Выпили, закусили, и Василий вспомнил, как судьба его заставила потрудиться охранником на нудистском кладбище.

- Врёшь! Ну, признайся, что сейчас врёшь!- не выдержав, сказал Костас.

- Ты меня сначала послушай, а потом будешь лгуном называть. Я и сам сначала опешил. Газета "Ищу работу", раздел "Охрана". Чёрным по белому: "Охранник на нудистское кладбище. Режим работы сутки-трое. Зарплата по договорённости". Главное, режимом работы они меня подкупили. Сейчас ведь не найдёшь сутки-трое. Все сутки-двое или два-четыре. А это ад кромешный. Я даже и внимания не заострил на названии "нудистское". То есть какое-то мгновение, конечно, подумал, что там только голых хоронят, но сразу же и забыл. Решил, что местность так называется. Как например, станция "Тайнинская" с Ярославского вокзала. Это же не означает, что все те, кто на этой станции выходят, тайной обладают. В-общем, поехал. В первый раз серьезно задумался о том, во что ты отказываешься верить, когда в посёлке, прилегающем к кладбищу, мне навстречу попались молодые мамы с детскими колясочками. Идут совершенно голые. Ну, думаю, жара, лето. Нравы теперь у всех свободные. Оказалось, могильщицы зимнего периода. Летом-то гробы голые мужики на плечах таскают, а зимой - голые бабы.

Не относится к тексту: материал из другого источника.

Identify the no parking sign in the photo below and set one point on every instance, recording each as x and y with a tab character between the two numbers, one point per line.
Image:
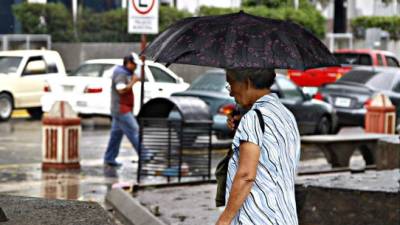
143	16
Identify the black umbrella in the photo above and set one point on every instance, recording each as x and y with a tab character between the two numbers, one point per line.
239	40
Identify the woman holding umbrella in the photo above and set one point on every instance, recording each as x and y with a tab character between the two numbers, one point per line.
266	150
266	147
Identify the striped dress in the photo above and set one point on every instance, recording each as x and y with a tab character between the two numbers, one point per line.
271	199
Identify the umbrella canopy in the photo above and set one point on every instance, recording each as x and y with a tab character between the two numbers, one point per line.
239	40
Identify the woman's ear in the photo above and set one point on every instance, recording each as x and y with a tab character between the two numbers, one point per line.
248	84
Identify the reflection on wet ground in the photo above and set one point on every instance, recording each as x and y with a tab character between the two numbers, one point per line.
89	184
21	173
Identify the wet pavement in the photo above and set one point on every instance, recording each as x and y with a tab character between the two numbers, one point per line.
21	173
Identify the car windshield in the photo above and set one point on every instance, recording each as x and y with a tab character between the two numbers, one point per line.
353	58
374	79
88	70
209	82
9	64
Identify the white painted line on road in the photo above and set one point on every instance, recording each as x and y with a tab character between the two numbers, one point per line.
84	162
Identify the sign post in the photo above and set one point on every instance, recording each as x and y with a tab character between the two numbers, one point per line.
142	19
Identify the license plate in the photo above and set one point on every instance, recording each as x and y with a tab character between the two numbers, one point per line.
68	88
342	102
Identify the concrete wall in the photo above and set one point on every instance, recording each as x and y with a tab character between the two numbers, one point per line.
74	54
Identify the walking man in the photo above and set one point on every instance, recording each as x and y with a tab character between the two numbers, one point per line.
123	121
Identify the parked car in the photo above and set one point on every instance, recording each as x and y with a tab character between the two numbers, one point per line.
349	59
88	88
22	78
353	92
313	116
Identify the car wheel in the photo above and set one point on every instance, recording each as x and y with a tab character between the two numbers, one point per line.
6	106
35	113
323	126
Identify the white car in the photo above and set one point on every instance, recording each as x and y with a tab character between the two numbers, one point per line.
88	88
22	77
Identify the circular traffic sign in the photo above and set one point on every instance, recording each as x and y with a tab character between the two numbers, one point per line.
141	7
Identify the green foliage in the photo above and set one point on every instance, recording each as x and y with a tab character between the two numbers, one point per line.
306	16
390	24
51	18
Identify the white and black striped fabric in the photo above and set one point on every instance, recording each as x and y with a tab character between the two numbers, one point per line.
272	199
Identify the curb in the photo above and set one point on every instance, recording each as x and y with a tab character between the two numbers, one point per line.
129	209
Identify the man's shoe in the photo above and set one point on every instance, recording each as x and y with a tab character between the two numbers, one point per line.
113	164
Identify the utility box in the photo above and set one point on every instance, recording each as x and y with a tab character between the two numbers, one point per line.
61	134
380	116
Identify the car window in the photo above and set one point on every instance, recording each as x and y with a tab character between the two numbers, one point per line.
38	60
107	70
209	82
51	64
380	59
289	89
88	70
396	87
353	58
161	76
381	81
9	64
357	76
392	61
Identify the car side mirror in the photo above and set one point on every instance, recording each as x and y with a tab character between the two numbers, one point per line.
35	67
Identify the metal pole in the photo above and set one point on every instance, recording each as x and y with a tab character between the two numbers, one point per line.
143	58
142	79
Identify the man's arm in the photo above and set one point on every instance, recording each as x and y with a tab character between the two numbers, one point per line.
242	182
124	88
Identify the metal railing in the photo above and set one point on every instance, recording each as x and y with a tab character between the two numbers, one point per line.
175	150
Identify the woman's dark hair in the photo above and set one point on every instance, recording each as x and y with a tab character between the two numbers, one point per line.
128	58
260	78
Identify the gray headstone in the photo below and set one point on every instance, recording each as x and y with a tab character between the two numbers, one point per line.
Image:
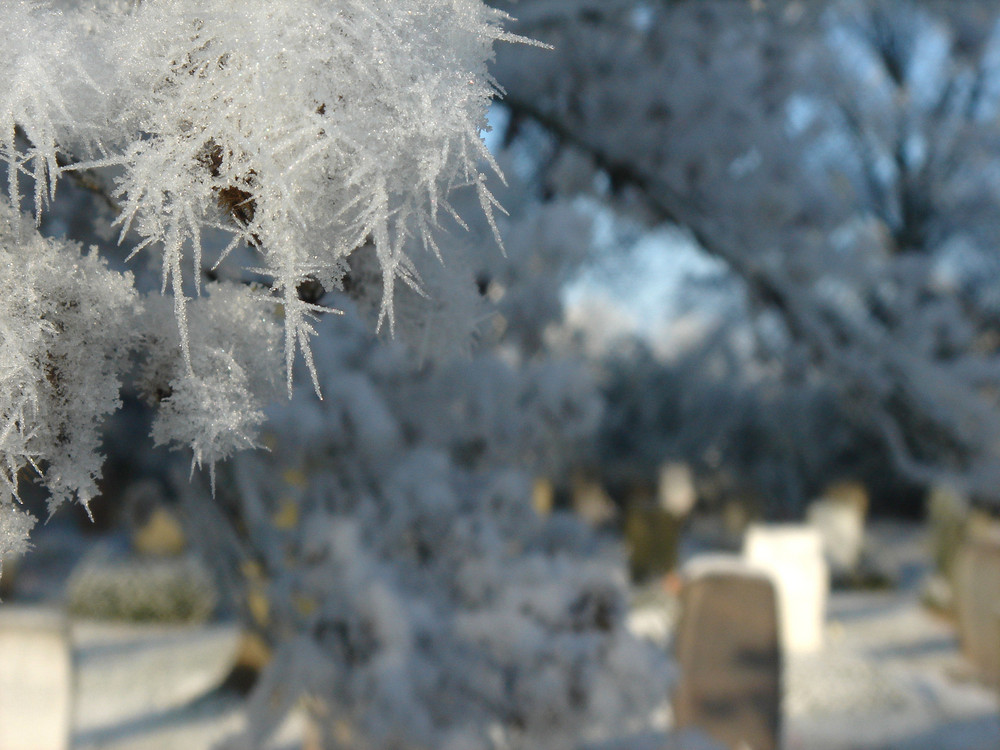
977	600
727	649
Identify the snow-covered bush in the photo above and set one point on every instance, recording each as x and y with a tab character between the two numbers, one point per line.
264	156
413	594
266	145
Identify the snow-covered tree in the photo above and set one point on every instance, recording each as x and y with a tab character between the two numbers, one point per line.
263	146
838	156
226	176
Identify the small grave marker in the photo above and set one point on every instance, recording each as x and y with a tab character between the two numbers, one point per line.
728	651
36	696
793	555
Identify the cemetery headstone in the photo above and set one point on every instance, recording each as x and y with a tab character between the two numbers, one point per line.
728	653
977	599
652	535
591	501
676	492
841	526
36	675
793	556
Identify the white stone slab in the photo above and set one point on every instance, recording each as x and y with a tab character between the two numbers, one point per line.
842	528
792	554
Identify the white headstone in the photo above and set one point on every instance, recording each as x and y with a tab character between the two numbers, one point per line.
36	671
793	556
676	491
841	526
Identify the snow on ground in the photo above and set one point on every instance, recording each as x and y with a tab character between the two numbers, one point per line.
890	675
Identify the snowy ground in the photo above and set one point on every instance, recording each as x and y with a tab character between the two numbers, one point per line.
890	676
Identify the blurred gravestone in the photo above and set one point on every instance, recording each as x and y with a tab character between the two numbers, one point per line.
977	598
35	680
676	492
841	526
947	516
793	555
728	652
591	501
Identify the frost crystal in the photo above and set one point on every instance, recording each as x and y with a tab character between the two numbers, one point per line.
304	128
66	328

- Почему? - смирился режиссёр.

- Ну, представь, несут мужики гроб в мороз и у них при этом бубенчики звенят. Это уже больше на свадьбу смахивает, чем на похороны. "Птица-тройка, кто тебя выдумал?". А эти могильщицы приходили потом ко мне в сторожку, от дождя прятались. Говорят: "Выключи свет, а то молния всех нас убьёт". А я с женой хорошо тогда жил. Нарочно включил свет повсюду, и они ушли. Но я отвлёкся. Да, обычное кладбище, но частное. Принадлежало богатому нудисту, и он хоронил на нём одних только адамитов.

- Содомитов?

- Нет. Нудистов. Они себя называют еще натуристами и адамитами. Секта такая. Поклоняются первому человеку - Адаму, с него пример берут, ходят голыми. Так вот, что тебе, как кинорежиссёру будет интересно, всех хоронили в стеклянных гробах. Заливали покойного жидким прозрачным пластиком, и он сохранялся, как жук в янтаре.

- Поражаюсь тебе.

- Я сам рассказываю и поражаюсь. А ведь работал, привык и воспринимал всё, как должное. А потом главу района, того, кто разрешил весь этот разврат, на взятке поймали и добрались до этого сектантства. И всё кладбище бульдозерами в Клязьму. А с тех, кто на нём работал, взяли подписку о неразглашении.

- Чего же ты болтаешь?

- Я подписку не давал. Меня к тому времени за пьянку уволили.

- Теперь верю, - добродушно смеясь, сказал Трипостопулос, понимая, что Василия ему не поймать, не уличить.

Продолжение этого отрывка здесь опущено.